Provo • When first responders in Utah County needed protective masks due to the COVID-19 pandemic, Utah Valley University was one of the organizations that answered the call.
Sid Smith is an associate professor in the Architecture and Engineering Design department at UVU. He has joined with BYU, the Nebo School District and others in providing masks for first responders using a 3D printer and a blueprint designed by Dusty Richardson, a doctor in Montana.
“3D printing is part of our department here at UVU,” Smith told The Daily Herald. “We’ve been using 3D printers for about 12 years, when we bought our first one.”
Smith explained that 3D printing is known as “additive manufacturing” because materials are added to create a part or item needed. Subtractive manufacturing is used when someone takes a block of wood or steel and cuts materials away to create an item.
Students have used the 3D printer over the years for classroom projects, but Smith said there are many applications.
“We’ve made valves, teeth for the dental industry and projects for legal services, where we create designs to represent accident models,” he said.
The process is fairly simple: Smith downloads a file with the design for the masks. The file then processes using software in the lab. He arranges the needed material on a pallet and sends it to the 3D printer.
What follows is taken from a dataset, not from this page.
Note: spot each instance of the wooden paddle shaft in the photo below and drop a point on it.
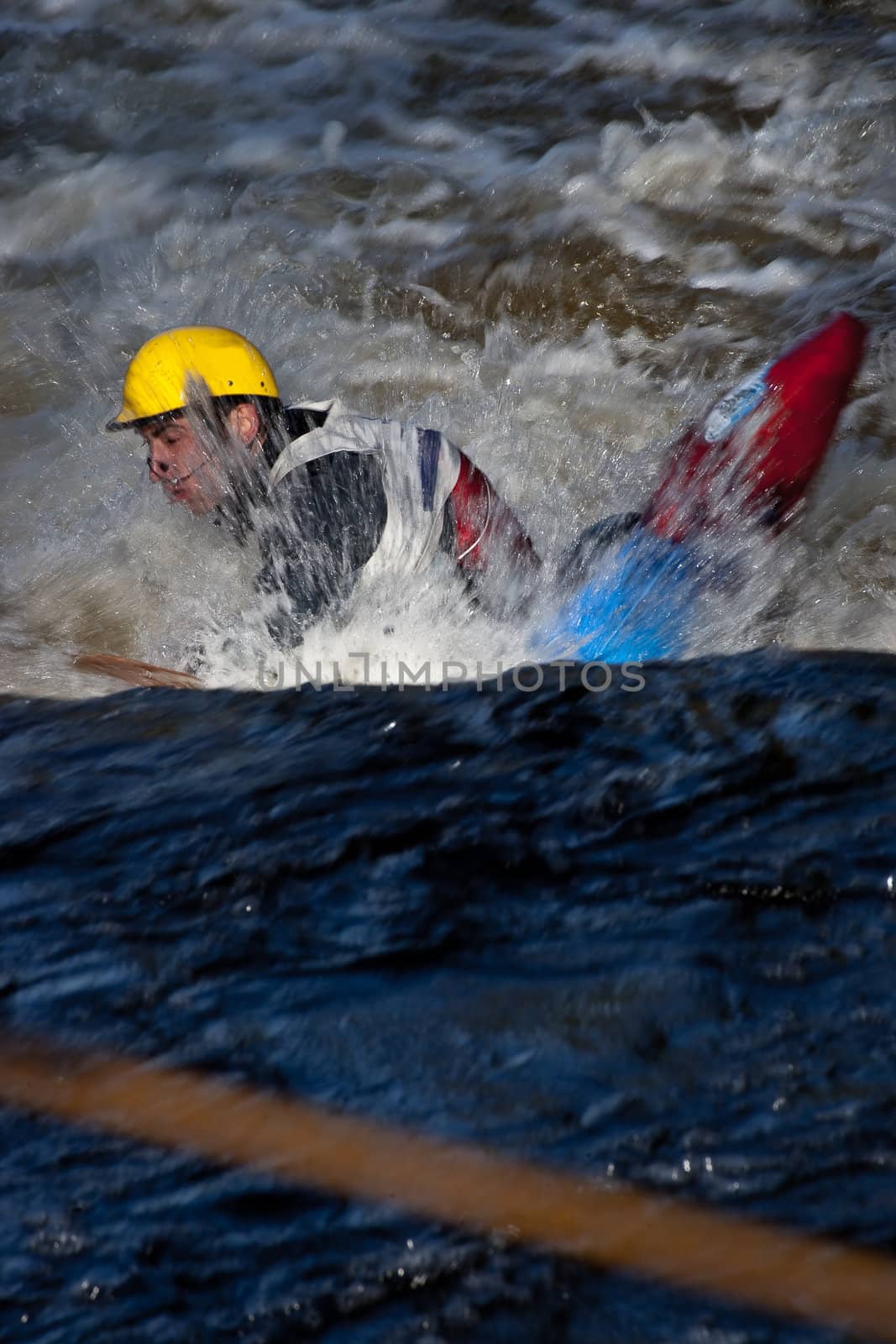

Smith said he delivered 96 masks to the Provo Police Department on Friday. He has another 20 ready to go and 10 printing on Monday. In 16 hours, seven masks are made on one printer and three on another for a total of 10 each cycle.
“Other people have heard about what we’re doing and want to help,” Smith said. “I have a friend from Colorado who is a value-added reseller for our printer. He volunteered his machine and he printed out 40 or 50 to send to us. I’ve also gotten calls from others who have 3D printers and they have volunteered their time and plastics. They are printing them out as we speak.”
On Monday afternoon, Provo Police dispatch said 900 masks had been received since the call went out on Friday. There are approximately 550 officers serving Utah County residents and numerous other first responders in need of masks.
3D printing has evolved over the years. Where once it was used mostly for prototyping a product to see if it was feasible, plastics have become stronger and better so the printer can be used to manufacture the products themselves.
“They can use them in the medical industry,” Smith said. “They can be placed inside the body without causing problems. They can be used in aerospace. There are plastics strong enough to fly unmanned aircraft.”
Smith said one added bonus with the project is that it can help reinvigorate programs at junior highs and high schools for 3D printing instruction.
“It’s nice for us to be able to have those types of facilities for our students to come and learn and grow,” he said. “There are lots of jobs available in the industry. I think it can help us realize how important it is that we teach students in junior high and high school the importance of design and what the future holds for them.”